Hornstein and other ROTC students blame the prevalence of stereotypes for intensifying emotions during last April's debate over the presence of ROTC on campus.
The Undergraduate Council voted last spring to recommend that the Faculty of Arts and Sciences bring ROTC back to campus in order to make the program more accessible to ROTC students and to allow Army cadets to receive the full scholarships denied them because Harvard is not a host school.
The council resolution angered many Harvard students who argued that the ROTC program should not return to the Harvard campus because the armed forces do not allow gays into their ranks.
The Council Reverses Its Decision
On April 30, 1989, after a week of emotional protests, the council reversed its initial decision.
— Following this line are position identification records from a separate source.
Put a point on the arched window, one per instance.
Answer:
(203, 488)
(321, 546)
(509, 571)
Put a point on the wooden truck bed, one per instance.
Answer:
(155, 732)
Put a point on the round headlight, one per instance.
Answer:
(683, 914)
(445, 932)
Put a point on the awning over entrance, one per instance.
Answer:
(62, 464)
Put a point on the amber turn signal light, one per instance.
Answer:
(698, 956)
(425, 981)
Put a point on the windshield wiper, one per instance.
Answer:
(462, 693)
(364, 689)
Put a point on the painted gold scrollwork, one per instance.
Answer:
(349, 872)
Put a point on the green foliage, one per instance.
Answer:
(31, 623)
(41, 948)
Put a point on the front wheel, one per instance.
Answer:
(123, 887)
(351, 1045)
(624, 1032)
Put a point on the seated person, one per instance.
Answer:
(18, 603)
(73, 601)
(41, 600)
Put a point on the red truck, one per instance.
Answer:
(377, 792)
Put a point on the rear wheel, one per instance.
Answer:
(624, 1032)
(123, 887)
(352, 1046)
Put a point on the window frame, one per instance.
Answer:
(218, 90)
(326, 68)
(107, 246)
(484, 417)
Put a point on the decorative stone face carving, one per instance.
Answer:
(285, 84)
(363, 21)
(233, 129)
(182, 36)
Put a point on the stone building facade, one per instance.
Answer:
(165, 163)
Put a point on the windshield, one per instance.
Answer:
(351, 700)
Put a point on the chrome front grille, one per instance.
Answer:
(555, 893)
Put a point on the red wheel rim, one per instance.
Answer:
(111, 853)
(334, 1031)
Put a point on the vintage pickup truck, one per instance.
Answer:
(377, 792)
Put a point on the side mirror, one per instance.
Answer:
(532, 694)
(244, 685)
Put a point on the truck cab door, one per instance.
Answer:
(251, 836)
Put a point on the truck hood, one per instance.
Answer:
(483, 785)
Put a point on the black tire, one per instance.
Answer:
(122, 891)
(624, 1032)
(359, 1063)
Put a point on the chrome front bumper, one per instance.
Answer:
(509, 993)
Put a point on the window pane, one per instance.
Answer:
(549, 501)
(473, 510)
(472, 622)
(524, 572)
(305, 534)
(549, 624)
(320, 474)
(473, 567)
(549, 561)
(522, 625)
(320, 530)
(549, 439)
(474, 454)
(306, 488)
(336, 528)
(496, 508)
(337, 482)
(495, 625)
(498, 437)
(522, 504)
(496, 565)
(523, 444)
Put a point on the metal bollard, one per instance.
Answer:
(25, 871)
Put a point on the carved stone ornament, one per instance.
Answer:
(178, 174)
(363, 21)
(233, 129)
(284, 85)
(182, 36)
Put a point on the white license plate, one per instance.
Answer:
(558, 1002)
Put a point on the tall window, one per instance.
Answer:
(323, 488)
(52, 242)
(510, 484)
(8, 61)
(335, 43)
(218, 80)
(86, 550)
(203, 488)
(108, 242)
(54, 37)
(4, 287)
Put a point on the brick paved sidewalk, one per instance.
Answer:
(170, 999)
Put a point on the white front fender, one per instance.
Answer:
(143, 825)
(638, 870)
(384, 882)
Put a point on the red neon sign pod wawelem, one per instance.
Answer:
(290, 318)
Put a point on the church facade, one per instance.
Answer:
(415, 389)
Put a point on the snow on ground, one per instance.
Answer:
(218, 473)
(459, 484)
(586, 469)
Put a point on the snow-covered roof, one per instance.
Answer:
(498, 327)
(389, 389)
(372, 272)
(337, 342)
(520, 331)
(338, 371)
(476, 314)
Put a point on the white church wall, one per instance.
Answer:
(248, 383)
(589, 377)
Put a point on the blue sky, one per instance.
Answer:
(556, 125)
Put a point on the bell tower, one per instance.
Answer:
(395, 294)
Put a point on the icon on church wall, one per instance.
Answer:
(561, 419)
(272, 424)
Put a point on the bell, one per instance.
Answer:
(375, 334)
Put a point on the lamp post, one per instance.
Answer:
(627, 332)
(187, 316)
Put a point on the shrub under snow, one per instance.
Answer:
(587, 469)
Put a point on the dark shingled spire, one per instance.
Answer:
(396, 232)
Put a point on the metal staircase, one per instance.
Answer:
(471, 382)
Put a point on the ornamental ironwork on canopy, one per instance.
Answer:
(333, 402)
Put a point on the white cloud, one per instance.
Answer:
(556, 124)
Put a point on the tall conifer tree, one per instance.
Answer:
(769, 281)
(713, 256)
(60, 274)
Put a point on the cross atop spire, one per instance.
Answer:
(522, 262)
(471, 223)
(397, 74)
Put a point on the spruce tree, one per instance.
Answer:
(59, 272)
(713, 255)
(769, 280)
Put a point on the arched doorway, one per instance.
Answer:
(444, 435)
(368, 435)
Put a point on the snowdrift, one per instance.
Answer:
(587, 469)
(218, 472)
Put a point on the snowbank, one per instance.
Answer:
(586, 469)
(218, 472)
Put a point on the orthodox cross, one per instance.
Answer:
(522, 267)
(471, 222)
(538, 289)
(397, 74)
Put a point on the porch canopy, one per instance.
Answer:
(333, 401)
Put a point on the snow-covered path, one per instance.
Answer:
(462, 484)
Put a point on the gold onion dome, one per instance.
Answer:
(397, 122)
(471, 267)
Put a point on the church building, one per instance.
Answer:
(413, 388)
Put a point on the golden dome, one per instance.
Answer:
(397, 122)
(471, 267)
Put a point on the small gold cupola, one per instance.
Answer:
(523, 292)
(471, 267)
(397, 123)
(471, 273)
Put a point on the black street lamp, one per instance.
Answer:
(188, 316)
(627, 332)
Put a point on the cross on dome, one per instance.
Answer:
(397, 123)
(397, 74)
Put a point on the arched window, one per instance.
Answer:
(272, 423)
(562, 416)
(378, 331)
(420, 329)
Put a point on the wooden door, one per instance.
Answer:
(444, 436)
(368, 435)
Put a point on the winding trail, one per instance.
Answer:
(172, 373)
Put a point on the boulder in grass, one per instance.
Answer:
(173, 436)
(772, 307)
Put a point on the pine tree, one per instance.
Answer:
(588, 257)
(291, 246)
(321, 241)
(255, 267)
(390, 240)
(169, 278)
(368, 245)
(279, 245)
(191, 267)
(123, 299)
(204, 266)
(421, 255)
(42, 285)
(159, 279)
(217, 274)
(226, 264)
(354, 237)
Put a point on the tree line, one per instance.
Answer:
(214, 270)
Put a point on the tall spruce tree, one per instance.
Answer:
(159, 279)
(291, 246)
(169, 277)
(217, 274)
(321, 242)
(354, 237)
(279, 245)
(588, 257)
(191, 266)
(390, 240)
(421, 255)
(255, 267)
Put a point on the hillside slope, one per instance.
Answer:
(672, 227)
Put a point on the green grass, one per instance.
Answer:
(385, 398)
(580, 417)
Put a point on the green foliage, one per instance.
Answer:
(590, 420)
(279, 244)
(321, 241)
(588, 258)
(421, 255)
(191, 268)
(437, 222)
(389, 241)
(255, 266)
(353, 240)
Citing its constitution, which requires the body to fight against discrimination on the basis of sexual orientation, the council voted not to call for the return of ROTC. The Faculty Council is currently debating whether to allow ROTC to use Harvard facilities.
The objections to ROTC were picked up at MIT last week, as 1500 students and faculty members signed a petition calling for the school to "sever all ties" with ROTC by 1994 if it continues to deny scholarships to gay students.
Harvard ROTC students say that the "personalized" atmosphere of last year's council debates exacerbated the problem of stereotypes by emphasizing notions of them as fringe militants.
"Contrary to what most people think, ROTCs are very much in the mainstream," Hornstein says, arguing that stereotypes still exist.
But as a result of the debate over ROTC, cadets and midshipmen say they were still forced to confront the issue of homosexuality in the armed forces by questioning their own values.
"I felt kind of hurt," Mancuso says of last year's controversy. "When you're committed to something and people react to it, you draw inward."
Mancuso says that he was forced to question his values and says he "does so continually." Though he had to "struggle," he says that he finally concluded that participating in ROTC was still "the right thing to do."
"It's never easy to accept the way the military...is set up," Mancuso says. "I continually question the role of the Army...but I'm not cynical about it."
But even while they contemplated the significance of their ROTC participation, virtually all ROTC students say their greatest comfort during the debates last year was their pride in the program.
Doherty said last year's controversy "made [him] proud to be doing ROTC."
"There was increasing morale among the Harvard students [in ROTC]," Doherty says. "We tended to pull together."